Teilerfolg für Bürgerinitiative für soziales Wohnen in Jena – Entspannung auf dem Wohnungsmarkt nach Stadtratsbeschluss jedoch nicht absehbar

Zufrieden sind die Mitglieder der Bürgerinitiative für soziales Wohnen nach der Stadtratssitzung vom Mittwoch nur teilweise. Der Stadtrat behandelte den Einwohnerantrag mit 400 Unterschriften der Bürgerinitiative, konnte sich aber nur bei der Verringerung der Kappungsgrenze für Mieterhöhungen im Bestand von 20% auf 15% zu einer Zustimmung durchringen. „Immerhin haben wir es geschafft, dass Mieterhöhungen etwas mehr gedeckelt werden und dass das Thema Mieten und der Rückkauf von jenawohnen wieder heiß verhandelt wird“ stellt Georg Enzmann nach der Sitzung fest.

Enttäuscht sei er aber, dass die wesentlichen Forderungen, nämlich die Rekommunalisierung von jenawohnen und 20% sozialer Wohnungsbau bei allen Neubauten von Mietwohnungen, „durch Papiertigersätze verwässert und teilweise in ihr Gegenteil verkehrt wurden“. Der Stadtrat beschloss dazu einen Änderungsantrag, der von Stadtratsmitglied Julia Langhammer von DIE LINKE zurecht als „Frechheit“ bezeichnet wurde. Die regierende „Koalition“ verständigte sich in ihrem am Mittwoch beschlossenen Änderungsantrag, dass man befürworte „die Eigentümerstruktur (von jenawohnen – Anm. d. Red.) zu wirtschaftlich vertretbaren Konditionen gegebenenfalls verändern zu können“ und begrüße „Überlegungen zu Mindestvorgaben für die Errichtung preiswerten Wohnraums bei Neubauprojekten“ anzustellen.
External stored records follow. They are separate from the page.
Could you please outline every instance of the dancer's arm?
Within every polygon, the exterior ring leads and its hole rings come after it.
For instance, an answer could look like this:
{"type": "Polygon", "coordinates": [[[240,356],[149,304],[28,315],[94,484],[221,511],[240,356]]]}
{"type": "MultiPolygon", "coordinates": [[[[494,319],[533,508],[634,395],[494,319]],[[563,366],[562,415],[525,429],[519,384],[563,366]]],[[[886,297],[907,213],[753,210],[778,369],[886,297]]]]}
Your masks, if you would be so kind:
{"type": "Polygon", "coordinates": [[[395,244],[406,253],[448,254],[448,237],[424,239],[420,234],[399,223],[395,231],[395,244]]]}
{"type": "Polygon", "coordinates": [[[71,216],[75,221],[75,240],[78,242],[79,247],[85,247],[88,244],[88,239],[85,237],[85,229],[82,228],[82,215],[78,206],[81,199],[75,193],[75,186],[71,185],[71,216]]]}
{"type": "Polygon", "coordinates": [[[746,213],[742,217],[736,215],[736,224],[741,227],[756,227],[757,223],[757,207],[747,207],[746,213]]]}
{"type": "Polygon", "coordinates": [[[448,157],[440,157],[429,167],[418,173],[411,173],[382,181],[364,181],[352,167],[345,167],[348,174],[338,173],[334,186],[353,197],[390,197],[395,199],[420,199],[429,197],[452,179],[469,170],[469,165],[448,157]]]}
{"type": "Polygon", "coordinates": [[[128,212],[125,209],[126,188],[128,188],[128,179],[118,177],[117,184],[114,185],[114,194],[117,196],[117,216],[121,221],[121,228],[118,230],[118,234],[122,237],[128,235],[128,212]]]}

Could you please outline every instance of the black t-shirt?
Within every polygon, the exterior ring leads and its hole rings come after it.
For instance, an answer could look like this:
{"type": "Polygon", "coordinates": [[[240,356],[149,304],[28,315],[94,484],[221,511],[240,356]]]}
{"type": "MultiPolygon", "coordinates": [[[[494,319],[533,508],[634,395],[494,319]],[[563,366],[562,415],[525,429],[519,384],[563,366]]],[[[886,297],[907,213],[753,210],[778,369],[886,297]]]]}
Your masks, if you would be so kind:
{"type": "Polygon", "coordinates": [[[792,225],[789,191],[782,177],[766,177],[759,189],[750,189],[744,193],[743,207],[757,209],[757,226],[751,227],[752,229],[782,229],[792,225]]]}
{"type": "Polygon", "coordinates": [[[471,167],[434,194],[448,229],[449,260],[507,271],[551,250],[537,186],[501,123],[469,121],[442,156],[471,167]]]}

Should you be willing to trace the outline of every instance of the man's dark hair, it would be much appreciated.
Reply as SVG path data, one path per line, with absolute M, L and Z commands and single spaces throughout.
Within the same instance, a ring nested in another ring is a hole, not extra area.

Kurz: der Stadtrat beschließt, dass er in ferner Zukunft einmal etwas beschließen könnte: „Solch absurde Beschlüsse könnte man mit einem ironischen Augenzwinkern belächeln, wenn die Lage auf dem Wohnungsmarkt für viele Menschen nicht derart ernst wäre.“, meint Marcel Weikert, ebenfalls Mitglied der Bürgernitiative.

Nach einer eigens von der Stadt Jena 2017 herausgegebenen Studie „Wohnstadt Jena“ haben 28% der Jenaer Haushalte eine „geringe Wohnkaufkraft“ und zahlen im Durchschnitt 42% ihres Einkommens für das Grundrecht auf Wohnen (Warmmiete): „Diese Verhältnisse sind untragbar für viele Menschen in Jena und ein Armutsrisiko. Nach der Behandlung unseres Einwohnerantrages ist uns von der Bürgerinitiative nocheinmal klar geworden, dass wir für verträgliche Mieten bei jenawohnen und in der Stadt Jena wohl weiter in die Offensive gehen müssen. Von sich aus“, so Tamara Schindler von der Bürgerinitiative, „werde die derzeitige Mehrheit des Stadtrates wenig Initiative zeigen.“.